Михаил Никифорович ни за какими чернилами никуда не пошел. Тогда дядя Валя достал из кармана пиджака кусок плотной розовой бумаги, использованный, впрочем, уже коммунальными работниками для сообщения о летнем отдыхе горячей воды.

Любовь Николаевна сидела бледная, горем убитая.

— Зря вы, Валентин Федорович, — жалобно сказала она. — Вы ведь себе хотите сделать хуже…

— Молчи! — оборвал ее дядя Валя. — Ты — раба хозяев бутылки! И все! Мы натерпелись от тебя.

Любовь Николаевна, будто и не говорившая с нами полчаса назад властно и своевольно, теперь руки смиренно на коленях сложившая, носиком своим вздернутым шмыгавшая, робко взглянула на Михаила Никифоровича, может быть вымаливая у него заступничество, однако Михаил Никифорович заступником себя не проявил.
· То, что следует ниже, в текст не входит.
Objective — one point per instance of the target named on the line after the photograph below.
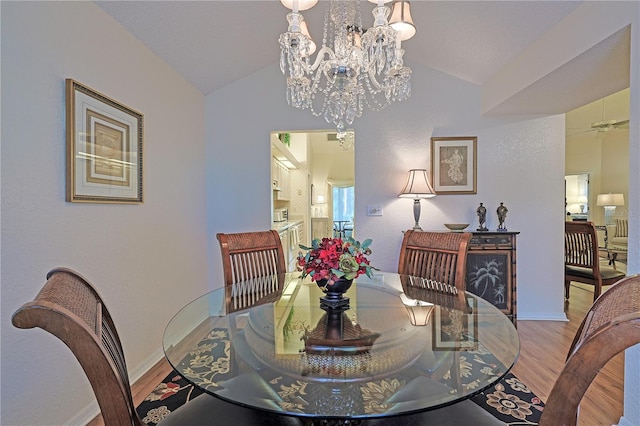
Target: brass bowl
(456, 226)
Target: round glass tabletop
(396, 347)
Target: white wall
(146, 260)
(517, 157)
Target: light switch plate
(374, 210)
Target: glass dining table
(397, 345)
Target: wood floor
(544, 346)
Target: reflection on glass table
(397, 347)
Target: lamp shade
(417, 186)
(610, 200)
(419, 311)
(401, 20)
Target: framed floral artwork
(104, 148)
(454, 164)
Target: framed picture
(453, 328)
(104, 148)
(454, 165)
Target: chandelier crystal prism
(354, 68)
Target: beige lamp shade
(610, 200)
(419, 311)
(417, 186)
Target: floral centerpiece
(332, 259)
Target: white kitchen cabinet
(320, 227)
(281, 180)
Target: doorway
(321, 180)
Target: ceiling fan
(603, 125)
(606, 125)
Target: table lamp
(609, 202)
(417, 187)
(582, 200)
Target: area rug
(510, 400)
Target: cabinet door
(489, 276)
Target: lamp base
(609, 212)
(416, 214)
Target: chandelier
(355, 67)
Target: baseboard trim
(537, 317)
(90, 412)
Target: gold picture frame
(104, 148)
(454, 164)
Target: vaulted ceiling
(213, 43)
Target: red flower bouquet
(334, 258)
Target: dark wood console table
(491, 269)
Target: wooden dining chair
(71, 309)
(437, 256)
(581, 260)
(253, 264)
(611, 326)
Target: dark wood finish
(71, 309)
(491, 269)
(544, 346)
(250, 260)
(581, 262)
(611, 326)
(438, 256)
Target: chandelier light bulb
(401, 20)
(354, 68)
(299, 4)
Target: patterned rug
(509, 400)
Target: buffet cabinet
(491, 269)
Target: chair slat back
(254, 266)
(438, 256)
(611, 326)
(581, 245)
(581, 260)
(70, 308)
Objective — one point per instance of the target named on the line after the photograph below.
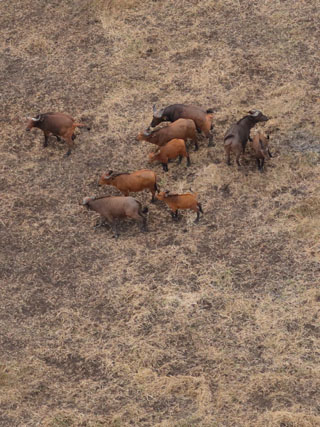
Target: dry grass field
(215, 324)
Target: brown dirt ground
(215, 324)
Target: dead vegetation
(215, 324)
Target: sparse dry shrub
(185, 326)
(287, 419)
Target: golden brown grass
(215, 324)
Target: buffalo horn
(254, 113)
(157, 114)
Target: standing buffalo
(202, 119)
(57, 124)
(144, 179)
(112, 208)
(181, 129)
(236, 138)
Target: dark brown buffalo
(203, 119)
(236, 137)
(112, 208)
(58, 124)
(181, 129)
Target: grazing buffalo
(58, 124)
(236, 138)
(203, 119)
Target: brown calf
(173, 149)
(260, 147)
(57, 124)
(236, 137)
(181, 201)
(203, 119)
(181, 129)
(113, 207)
(144, 179)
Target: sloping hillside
(215, 324)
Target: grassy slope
(215, 324)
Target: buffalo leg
(46, 137)
(227, 150)
(258, 163)
(174, 215)
(261, 165)
(144, 223)
(210, 144)
(114, 229)
(100, 223)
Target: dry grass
(215, 324)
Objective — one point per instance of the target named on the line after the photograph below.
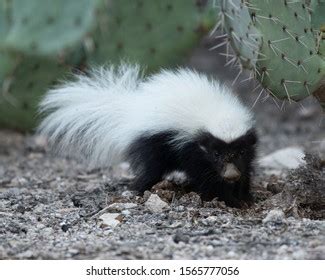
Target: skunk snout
(231, 173)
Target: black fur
(202, 159)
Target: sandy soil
(51, 207)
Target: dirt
(51, 207)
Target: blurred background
(43, 42)
(49, 204)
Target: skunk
(171, 121)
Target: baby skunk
(171, 121)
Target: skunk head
(231, 160)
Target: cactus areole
(282, 44)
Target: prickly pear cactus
(22, 89)
(48, 27)
(41, 41)
(318, 23)
(289, 64)
(243, 36)
(152, 33)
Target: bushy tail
(84, 116)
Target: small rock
(274, 216)
(121, 206)
(181, 237)
(18, 181)
(191, 199)
(110, 220)
(282, 160)
(211, 220)
(127, 194)
(126, 212)
(155, 204)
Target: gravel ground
(56, 208)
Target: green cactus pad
(152, 33)
(46, 27)
(243, 36)
(22, 88)
(290, 66)
(318, 23)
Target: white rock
(282, 160)
(155, 204)
(275, 215)
(127, 194)
(121, 206)
(109, 220)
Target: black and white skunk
(171, 121)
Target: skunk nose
(231, 172)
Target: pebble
(121, 206)
(110, 220)
(155, 204)
(275, 215)
(282, 160)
А вот дядя Валя насторожился: мало ли какие изменения могли внести в ход разговора женские жалостливые взгляды? Он потяжелевшей рукой, будто бы готовой в глубины земли вминать танки и самоходные орудия, незамедлительно, снимая все сомнения и не дав компании дух перевести, вывел на не запачканном коммунальным распоряжением боку розовой бумаги слова: «Акт о капитуляции». Потом добавил буквами помельче: «полной и безоговорочной».

И теперь Михаил Никифорович облегчать судьбу Любови Николаевны не вызвался.

Составление документа как будто бы увлекало пайщиков кашинской бутылки. И фундаторов, исключая, правда, Михаила Никифоровича, который молчал, и нас троих, присяжных с совещательными мнениями. Все мы были приучены жизнью обсуждать формулировки не спеша и подолгу, порой и купаясь в их сметанных волнах, а сейчас словно бы началась для нас и умственная игра. Серов был деликатен, старался смягчить и облагородить казнящие слова. И его можно было понять. Мало того что Любовь Николаевна спасла его, она и позже ему не мешала. Не мешала она и Филимону Грачеву, напротив, стараниями своими совпала с его сутью и в выси его подбросила, однако Филимон, наверное, посчитал, что он и без Любови Николаевны хорош и в выси шарад и гиревого спорта сам подпрыгнул, а потому теперь он, неожиданно для меня, оказался самым — после дяди Вали — кровожадным. Игорь Борисович Каштанов опять начал проявлять себя романтиком с останкинскими особенностями, дядю Валю он раздражал.